Quando inquiridos acerca da Lei 7/2001 de 11 de Maio, que no presente dá direito, apenas, a benefícios fiscais em sede de IRS (por falta de regulamentação), a totalidade da amostra responde não ter usufruído deste direito. De entre as respostas analisadas compreendem-se como algumas das razões para não usufruir deste direito: questões familiares - quer relações anteriores, quer o desconhecimento por parte de familiares da relação gay caracterizada -, respeito das normas, valores e ideologias dominantes da sociedade e consequente dificuldade de aceitação dos casais gays, falta de confiança na relação, falta de informação acerca dos direitos concedidos pela lei, dependência económica e duração da relação menor do que a que a lei exige.

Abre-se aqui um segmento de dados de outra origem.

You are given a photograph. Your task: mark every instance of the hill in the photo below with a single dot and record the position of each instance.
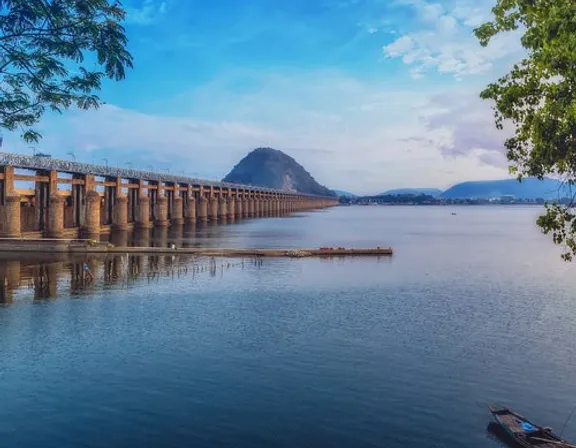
(435, 192)
(345, 194)
(529, 188)
(271, 168)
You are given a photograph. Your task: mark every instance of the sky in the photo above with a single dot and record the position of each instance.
(366, 94)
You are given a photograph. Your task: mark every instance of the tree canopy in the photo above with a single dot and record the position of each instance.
(45, 48)
(538, 96)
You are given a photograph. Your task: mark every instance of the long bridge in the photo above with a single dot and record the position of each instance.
(42, 196)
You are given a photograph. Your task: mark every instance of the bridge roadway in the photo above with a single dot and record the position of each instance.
(59, 198)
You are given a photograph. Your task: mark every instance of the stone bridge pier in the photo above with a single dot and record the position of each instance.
(40, 196)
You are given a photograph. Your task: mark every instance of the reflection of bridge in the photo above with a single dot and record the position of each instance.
(60, 276)
(58, 198)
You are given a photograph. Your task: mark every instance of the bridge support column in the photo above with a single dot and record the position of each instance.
(162, 212)
(239, 208)
(56, 216)
(214, 209)
(191, 210)
(143, 218)
(10, 222)
(120, 213)
(203, 209)
(231, 208)
(177, 210)
(92, 223)
(222, 208)
(257, 207)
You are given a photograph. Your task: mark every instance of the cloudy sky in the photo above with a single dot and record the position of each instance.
(366, 94)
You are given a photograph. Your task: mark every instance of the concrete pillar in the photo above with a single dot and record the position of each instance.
(120, 213)
(191, 210)
(202, 211)
(92, 223)
(56, 216)
(214, 209)
(257, 207)
(239, 207)
(223, 207)
(10, 222)
(162, 212)
(143, 217)
(177, 210)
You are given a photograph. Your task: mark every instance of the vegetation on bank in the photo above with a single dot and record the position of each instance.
(537, 99)
(423, 199)
(54, 55)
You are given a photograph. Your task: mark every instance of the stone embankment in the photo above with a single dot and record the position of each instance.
(76, 246)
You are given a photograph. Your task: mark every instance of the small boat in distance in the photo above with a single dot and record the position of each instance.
(524, 432)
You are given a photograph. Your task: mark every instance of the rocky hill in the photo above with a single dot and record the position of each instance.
(271, 168)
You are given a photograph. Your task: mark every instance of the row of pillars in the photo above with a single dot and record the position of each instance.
(179, 207)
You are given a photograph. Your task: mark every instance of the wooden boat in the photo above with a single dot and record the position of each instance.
(524, 432)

Quando inquiridos acerca da possibilidade de casar, se o casamento gay fosse institucionalizado em Portugal, a amostra dividiu-se entre respostas de dúvida, positivas e, na maioria, respostas negativas. As respostas de dúvida basearam-se por um lado, na pressão que a comunidade heterossexual maioritária e (religiosamente) correcta impõe através das normas e comportamentos que considera certos e aceitáveis, e por outro, na ideia de o casamento ser uma instituição ultrapassada e de mera formalização da relação.
As respostas negativas, posição dominante da amostra, prendem-se com o individualismo e preservação do espaço pessoal; o conservadorismo religioso; e a visão do casamento como algo dispensável e de mera formalização, considerando-se que o casamento não é necessário à existência do amor e ao sentimento de felicidade na relação. No entanto, mesmo neste grupo de inquiridos transparece a aceitação da institucionalização do casamento gay como um direito que não deve ser barrado em consequência da opção sexual de cada um.

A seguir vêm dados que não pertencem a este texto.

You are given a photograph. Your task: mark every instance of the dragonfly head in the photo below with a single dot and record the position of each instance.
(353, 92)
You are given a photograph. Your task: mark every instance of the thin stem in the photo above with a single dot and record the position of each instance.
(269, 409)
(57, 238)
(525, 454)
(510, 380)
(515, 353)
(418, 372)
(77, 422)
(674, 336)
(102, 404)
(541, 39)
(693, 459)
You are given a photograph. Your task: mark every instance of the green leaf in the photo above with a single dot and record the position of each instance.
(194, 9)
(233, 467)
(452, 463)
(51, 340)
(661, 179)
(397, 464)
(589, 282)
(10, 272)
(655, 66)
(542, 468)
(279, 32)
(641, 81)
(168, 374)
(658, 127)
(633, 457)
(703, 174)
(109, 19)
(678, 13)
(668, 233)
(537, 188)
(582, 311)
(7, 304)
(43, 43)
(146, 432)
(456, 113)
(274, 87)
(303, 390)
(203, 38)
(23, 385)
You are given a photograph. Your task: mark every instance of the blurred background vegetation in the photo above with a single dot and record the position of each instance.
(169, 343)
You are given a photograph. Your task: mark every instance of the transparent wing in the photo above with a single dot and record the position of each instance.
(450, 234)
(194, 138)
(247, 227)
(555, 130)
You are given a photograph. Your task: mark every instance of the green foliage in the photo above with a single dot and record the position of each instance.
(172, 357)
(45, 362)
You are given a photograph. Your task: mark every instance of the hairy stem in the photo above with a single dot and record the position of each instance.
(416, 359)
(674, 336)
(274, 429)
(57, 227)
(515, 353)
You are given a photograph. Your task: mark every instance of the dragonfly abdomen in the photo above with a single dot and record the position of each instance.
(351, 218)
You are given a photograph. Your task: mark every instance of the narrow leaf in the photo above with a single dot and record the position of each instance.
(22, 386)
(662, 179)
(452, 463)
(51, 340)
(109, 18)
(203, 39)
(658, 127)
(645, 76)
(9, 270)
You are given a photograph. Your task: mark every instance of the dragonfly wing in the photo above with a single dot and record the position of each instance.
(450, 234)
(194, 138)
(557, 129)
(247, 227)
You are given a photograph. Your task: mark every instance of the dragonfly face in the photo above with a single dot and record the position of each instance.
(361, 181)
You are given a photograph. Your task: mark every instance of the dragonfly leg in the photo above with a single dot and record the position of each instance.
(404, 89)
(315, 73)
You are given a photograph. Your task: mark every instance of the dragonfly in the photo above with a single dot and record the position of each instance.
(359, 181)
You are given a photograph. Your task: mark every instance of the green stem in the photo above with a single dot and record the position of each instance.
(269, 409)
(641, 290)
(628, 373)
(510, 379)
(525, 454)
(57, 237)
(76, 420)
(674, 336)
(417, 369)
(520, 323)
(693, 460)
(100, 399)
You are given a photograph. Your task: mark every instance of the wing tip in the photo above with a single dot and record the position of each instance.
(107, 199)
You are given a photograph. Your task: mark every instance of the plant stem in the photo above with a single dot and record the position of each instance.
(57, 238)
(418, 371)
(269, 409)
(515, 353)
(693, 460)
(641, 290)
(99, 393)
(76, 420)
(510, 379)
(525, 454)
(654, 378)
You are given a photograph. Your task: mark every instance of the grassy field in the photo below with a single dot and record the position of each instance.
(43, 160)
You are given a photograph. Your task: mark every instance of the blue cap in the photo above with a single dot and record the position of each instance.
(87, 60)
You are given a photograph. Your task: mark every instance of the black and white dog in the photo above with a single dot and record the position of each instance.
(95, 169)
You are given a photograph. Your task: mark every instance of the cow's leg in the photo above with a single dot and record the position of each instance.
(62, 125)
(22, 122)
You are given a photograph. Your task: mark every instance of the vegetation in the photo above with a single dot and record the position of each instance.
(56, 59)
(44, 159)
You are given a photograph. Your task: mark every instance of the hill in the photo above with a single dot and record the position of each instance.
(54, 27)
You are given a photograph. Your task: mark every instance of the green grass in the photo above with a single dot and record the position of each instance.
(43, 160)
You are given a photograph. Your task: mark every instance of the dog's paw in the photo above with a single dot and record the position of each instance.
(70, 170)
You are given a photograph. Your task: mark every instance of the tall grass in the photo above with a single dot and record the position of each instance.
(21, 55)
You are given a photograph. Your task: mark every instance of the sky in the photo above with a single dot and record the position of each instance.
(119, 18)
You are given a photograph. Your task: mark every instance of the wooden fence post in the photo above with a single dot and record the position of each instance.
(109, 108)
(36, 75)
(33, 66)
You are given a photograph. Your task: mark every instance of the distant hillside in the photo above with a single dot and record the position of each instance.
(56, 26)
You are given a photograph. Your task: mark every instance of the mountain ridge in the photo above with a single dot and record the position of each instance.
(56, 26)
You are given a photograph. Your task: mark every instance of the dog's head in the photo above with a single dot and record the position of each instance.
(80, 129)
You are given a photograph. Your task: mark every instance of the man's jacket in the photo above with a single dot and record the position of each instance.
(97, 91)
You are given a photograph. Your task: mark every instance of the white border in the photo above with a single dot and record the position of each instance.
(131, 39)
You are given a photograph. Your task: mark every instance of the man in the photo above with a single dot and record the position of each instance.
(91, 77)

Podemos concluir, no que diz respeito à amostra deste estudo, que, de uma maneira geral, a liberdade de estratificação imposta pelo género contribui para o estabelecimento de um modelo conjugal no qual, os papéis conjugais se distanciam do modelo tradicional de conjugalidade. E, por outro lado, que o casal homossexual masculino pratica modelos igualitários de conjugalidade, não existindo assimetrias na generalidade da amostra analisada.
O presente trabalho é dado por findo, na convicção de que os objectivos foram atingidos. No entanto, não se apresentam as conclusões como definitivas ou irrevogáveis. A partir deste trabalho podem criar-se pistas para futuras pesquisas no sentido de conceptualizar os casais gays.